By Tuvan Gumrukcu
ISTANBUL (Reuters) – The United Nations expects a deal to resume Ukrainian grain exports through the Black Sea to be fully operational in a few weeks and restore shipments to pre-war levels of 5 million tonnes a month, two senior U.N. officials said on Friday.
Ukraine, Russia, Turkey and the United Nations signed the deal in Istanbul in what Turkey has said will mark the first step toward easing an international food crisis exacerbated by Moscow’s invasion of its neighbour.
Russia and Ukraine are among the world’s top food exporters and Moscow’s Feb. 24 invasion has blockaded Ukrainian ports, stranding dozens of ships, leaving 20 million tonnes of grain stuck in silos and driving up world grain prices.
The U.N. officials said the parties agreed the general outline of the initiative such as the ports involved, the establishment of a monitoring centre in Istanbul, ways of inspecting the ships involved, and the limitations of the plan.
“We are looking at a very quick rate of implementation,” one of the officials said. “We start (Saturday) to establish the Joint Coordination Centre (JCC),” the person said, adding that minor issues remained to be worked out before the initiative could be put fully into effect.
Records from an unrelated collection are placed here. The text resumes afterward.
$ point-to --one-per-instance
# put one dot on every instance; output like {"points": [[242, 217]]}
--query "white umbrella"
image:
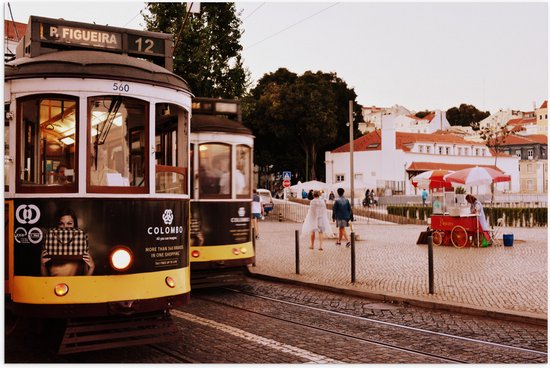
{"points": [[477, 176]]}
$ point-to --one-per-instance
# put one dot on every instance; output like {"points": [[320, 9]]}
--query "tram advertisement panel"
{"points": [[220, 223], [86, 231]]}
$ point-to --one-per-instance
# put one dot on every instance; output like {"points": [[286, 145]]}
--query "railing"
{"points": [[515, 214]]}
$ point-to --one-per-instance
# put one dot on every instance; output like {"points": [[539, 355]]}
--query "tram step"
{"points": [[106, 333], [212, 278]]}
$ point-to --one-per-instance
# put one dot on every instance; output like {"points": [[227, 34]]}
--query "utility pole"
{"points": [[352, 175]]}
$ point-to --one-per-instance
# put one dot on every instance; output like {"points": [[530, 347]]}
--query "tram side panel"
{"points": [[220, 232]]}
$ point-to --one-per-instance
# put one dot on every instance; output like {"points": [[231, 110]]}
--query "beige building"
{"points": [[542, 118]]}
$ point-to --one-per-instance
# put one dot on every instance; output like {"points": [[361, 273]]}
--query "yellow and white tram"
{"points": [[221, 172], [96, 181]]}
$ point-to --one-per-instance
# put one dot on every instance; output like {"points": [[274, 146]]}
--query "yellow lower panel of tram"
{"points": [[100, 289]]}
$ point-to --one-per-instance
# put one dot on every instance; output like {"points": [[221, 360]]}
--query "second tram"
{"points": [[221, 171], [96, 183]]}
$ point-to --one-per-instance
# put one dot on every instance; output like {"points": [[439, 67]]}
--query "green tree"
{"points": [[465, 115], [296, 118], [208, 50]]}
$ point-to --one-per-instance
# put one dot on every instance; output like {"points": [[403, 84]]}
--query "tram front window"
{"points": [[117, 133], [48, 143], [215, 170]]}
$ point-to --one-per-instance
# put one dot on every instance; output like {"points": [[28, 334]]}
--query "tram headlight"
{"points": [[170, 281], [121, 258], [61, 289]]}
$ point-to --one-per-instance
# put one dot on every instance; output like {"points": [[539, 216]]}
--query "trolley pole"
{"points": [[297, 246], [430, 264], [352, 234]]}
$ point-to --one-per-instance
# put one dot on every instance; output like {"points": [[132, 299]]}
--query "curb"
{"points": [[524, 317]]}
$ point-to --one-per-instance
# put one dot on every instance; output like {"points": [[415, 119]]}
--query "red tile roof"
{"points": [[526, 139], [425, 166]]}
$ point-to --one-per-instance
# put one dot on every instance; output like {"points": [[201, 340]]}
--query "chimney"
{"points": [[388, 133]]}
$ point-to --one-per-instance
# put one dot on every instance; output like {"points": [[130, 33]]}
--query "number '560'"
{"points": [[121, 87]]}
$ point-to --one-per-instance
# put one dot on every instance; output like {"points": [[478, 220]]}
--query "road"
{"points": [[267, 322]]}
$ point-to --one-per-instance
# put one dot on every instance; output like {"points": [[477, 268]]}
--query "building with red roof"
{"points": [[386, 159]]}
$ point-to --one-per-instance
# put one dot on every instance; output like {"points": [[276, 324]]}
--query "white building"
{"points": [[385, 160]]}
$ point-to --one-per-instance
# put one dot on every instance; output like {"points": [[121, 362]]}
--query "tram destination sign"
{"points": [[44, 35], [80, 36]]}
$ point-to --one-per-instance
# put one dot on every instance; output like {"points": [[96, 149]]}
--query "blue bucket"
{"points": [[508, 240]]}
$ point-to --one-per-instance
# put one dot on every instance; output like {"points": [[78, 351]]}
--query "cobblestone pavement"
{"points": [[495, 281]]}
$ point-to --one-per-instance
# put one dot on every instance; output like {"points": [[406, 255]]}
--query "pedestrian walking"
{"points": [[342, 215], [317, 221]]}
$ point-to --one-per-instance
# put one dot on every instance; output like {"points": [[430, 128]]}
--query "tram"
{"points": [[96, 183], [221, 171]]}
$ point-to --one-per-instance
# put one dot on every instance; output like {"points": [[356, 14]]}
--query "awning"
{"points": [[425, 166]]}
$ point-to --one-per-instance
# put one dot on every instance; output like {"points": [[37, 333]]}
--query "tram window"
{"points": [[47, 144], [242, 175], [117, 133], [7, 159], [215, 170], [170, 149]]}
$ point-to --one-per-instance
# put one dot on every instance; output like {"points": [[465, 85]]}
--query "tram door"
{"points": [[171, 156]]}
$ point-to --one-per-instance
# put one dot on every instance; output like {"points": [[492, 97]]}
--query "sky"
{"points": [[420, 55]]}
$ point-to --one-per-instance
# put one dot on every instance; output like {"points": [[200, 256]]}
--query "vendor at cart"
{"points": [[477, 208]]}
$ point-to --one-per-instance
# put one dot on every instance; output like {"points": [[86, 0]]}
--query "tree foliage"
{"points": [[465, 115], [208, 53], [296, 118]]}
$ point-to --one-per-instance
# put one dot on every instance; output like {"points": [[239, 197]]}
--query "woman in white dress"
{"points": [[317, 221]]}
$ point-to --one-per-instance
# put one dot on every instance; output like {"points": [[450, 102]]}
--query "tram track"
{"points": [[437, 345]]}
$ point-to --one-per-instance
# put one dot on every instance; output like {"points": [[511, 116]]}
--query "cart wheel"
{"points": [[477, 239], [437, 237], [459, 236]]}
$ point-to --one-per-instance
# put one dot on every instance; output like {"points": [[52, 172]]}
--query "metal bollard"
{"points": [[430, 264], [297, 246], [254, 246], [352, 257]]}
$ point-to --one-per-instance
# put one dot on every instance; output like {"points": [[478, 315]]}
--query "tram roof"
{"points": [[213, 123], [93, 64]]}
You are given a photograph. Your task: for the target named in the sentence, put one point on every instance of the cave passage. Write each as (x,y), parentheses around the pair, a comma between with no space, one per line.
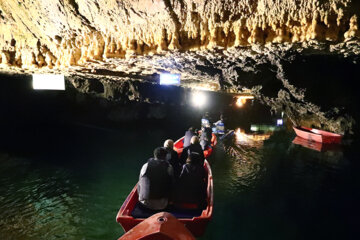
(67,164)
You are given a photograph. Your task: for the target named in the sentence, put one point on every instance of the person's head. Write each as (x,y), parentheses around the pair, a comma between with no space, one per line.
(160,153)
(194,140)
(169,144)
(193,158)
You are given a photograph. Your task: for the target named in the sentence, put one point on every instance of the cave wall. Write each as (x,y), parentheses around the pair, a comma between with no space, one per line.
(72,32)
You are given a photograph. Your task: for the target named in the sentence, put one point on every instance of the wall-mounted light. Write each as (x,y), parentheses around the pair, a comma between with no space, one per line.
(241,100)
(198,99)
(169,79)
(48,82)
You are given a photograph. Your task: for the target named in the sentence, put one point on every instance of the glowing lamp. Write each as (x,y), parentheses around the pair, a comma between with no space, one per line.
(48,82)
(241,100)
(198,99)
(169,79)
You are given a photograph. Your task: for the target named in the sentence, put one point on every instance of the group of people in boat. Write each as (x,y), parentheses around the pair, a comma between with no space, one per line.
(167,178)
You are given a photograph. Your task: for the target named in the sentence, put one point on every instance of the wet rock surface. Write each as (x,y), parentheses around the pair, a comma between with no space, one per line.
(300,57)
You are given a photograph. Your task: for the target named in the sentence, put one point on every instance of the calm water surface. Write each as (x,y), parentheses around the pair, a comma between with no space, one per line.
(68,180)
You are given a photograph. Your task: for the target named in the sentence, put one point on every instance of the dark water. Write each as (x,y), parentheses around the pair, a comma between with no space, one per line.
(67,180)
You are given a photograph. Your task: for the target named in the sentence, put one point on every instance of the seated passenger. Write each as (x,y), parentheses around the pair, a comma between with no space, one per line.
(205,137)
(205,120)
(194,147)
(188,135)
(191,187)
(172,157)
(220,126)
(155,181)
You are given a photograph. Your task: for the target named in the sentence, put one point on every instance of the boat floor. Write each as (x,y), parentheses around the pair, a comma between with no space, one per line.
(140,211)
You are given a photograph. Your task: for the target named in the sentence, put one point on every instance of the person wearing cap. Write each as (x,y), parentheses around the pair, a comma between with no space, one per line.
(172,157)
(188,135)
(205,137)
(220,126)
(191,186)
(194,147)
(205,120)
(156,181)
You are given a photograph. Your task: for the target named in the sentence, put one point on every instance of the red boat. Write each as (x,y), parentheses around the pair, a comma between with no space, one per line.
(317,135)
(160,226)
(195,220)
(317,146)
(179,146)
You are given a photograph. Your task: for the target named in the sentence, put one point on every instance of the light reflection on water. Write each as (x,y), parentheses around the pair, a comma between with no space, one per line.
(36,204)
(245,156)
(260,179)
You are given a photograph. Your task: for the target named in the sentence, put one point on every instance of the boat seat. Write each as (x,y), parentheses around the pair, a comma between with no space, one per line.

“We are talking about a few weeks before we will see proper implementation of vessels going in and out,” the official said, although there could be an “initial movement of ships” to show that the mechanism will work.
Under the plan, Ukrainian officials will guide ships through safe channels across mined waters to three ports, including the major hub of Odesa, where they will be loaded with grain.
Ships will then exit Ukrainian territorial waters in the Black Sea, transit the Bosphorus strait to a Turkish port for inspection and later head to their destinations.
“We are aiming for a monthly export of about 5 million metric tonnes, which was the pre-war level from those three ports,” the official said.
The plan will be initially active for 120 days but will be renewable, the officials said, adding they “do not anticipate to stop it any time soon”.
“The fact that two parties at war – and still very much at war – have been able to negotiate an agreement of this kind…I think that’s unprecedented,” the official said.
‘DE FACTO CEASEFIRE’ ROUTES
Asked how the implementation of the plan would be monitored, the official said representatives from all parties would work in the JCC to oversee operations, vessel inspections, and possible incidents. Both Ukraine and Russia have agreed not to attack any vessels involved in the initiative, the officials said.
“This centre in Istanbul is going to be the heartbeat of the operation and is very similar to… ceasefire monitoring,” said the official. The deal will act as a “de facto ceasefire” along the safe sea routes identified by Ukraine, the official said, although the word “ceasefire” is not part of the accord.
The United Nations has been working for over two months with NATO member Turkey, which has a maritime border with Ukraine and Russia in the Black Sea, to broker what U.N. Secretary General Antonio Guterres called a package deal to both resume Kyiv’s exports and facilitate Russian grain and fertilizer shipments.
The second U.N. official said a separate pact signed on Friday would smooth Russian food and fertilizer exports and that the United Nations welcomed supportive clarifications from the United States and European Union on sanctions against Russia.
“The Secretary General commits our efforts to facilitate the exports from the Russian Federation…in food, fertilizers, and also raw materials to produce fertilizers,” the official said.